本当にこの届に書いてある通りにボクは死ぬのだとしたら……

もしかしたら……




「信じられないな。あの状態から回復するなんて……」

医者は目をぱちくりさせてそう言った。

死神から死亡届を受け取ったあの日から、ボクの身体はみるみる回復し

ある日を境に病気は完全に治癒してしまった。

医者もなぜ回復したのかまったくわからず、奇跡だと言っている。

しかし、ボクにはその理由はわかっていた。


そして退院の決まった最後の夜。

病室で寝ていたボクは、焦りに上擦った声でたたき起こされた。

「おい! おい! 起きろ! お前、これはどういうことだ!?」

「……ああ、死神さんですか。
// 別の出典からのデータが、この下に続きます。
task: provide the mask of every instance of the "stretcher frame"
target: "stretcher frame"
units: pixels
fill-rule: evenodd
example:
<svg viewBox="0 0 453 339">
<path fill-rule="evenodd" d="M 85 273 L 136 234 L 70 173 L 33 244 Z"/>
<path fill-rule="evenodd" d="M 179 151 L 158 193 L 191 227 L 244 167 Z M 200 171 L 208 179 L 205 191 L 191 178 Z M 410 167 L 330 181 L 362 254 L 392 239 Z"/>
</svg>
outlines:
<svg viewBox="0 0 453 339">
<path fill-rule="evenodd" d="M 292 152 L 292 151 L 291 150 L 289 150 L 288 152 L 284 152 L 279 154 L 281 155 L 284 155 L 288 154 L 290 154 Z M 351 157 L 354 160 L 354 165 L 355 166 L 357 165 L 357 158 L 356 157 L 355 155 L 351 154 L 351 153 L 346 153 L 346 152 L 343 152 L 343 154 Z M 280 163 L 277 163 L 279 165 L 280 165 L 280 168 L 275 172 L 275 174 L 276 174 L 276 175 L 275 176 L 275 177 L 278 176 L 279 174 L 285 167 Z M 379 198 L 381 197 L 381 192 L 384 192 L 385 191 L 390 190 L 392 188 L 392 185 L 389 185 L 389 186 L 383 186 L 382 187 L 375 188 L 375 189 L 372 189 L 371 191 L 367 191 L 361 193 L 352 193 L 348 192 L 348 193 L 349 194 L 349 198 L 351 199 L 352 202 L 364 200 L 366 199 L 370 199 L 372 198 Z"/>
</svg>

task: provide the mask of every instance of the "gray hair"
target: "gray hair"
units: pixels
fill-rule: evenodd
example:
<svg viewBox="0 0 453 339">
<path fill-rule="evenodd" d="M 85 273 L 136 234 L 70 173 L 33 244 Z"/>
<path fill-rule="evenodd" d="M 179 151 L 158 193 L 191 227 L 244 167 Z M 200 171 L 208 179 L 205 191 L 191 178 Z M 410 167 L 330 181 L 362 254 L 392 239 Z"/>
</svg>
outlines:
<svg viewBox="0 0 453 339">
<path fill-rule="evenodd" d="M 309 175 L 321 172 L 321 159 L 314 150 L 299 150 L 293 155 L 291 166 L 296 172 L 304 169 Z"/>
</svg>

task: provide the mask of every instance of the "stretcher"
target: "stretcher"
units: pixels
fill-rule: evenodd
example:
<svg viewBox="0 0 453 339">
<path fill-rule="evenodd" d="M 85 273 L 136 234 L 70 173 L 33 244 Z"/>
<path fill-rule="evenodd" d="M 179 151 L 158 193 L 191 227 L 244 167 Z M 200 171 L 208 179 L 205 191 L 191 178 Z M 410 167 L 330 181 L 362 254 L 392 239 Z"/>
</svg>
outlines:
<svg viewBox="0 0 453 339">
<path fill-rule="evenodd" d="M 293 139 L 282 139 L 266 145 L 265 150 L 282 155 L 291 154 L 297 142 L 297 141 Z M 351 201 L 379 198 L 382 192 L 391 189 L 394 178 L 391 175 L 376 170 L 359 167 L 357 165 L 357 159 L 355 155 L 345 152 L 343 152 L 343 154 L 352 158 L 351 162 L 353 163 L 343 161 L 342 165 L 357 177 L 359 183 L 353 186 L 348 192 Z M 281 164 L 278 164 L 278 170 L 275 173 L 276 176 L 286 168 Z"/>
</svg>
こんばんは」

「こんばんは、じゃねえ! な、なんでだ!? どうして生きてる!」

「…………ぷふ」

慌てふためく死神を見てボクは笑いを必死にこらえる。

「おい、聞いてるのか! なぜだ!? 俺の死亡届は絶対だ! あの日付でお前が死なないわけがないんだ!」


「あっはっはっはっはっはっはっはっは!」

耐えきれずボクは大きな声で笑ってしまう。


「な、何を笑ってやがる! 一体どういうことだ! 説明しろ!」

「ふふふ……この死亡届を見ればわかりますよ。ボクの寿命は来なかっただけです」

「そ、そんなわけがあるか!!」

死神はボクの差し出した死亡届をむしり取り、隅々まで凝視する。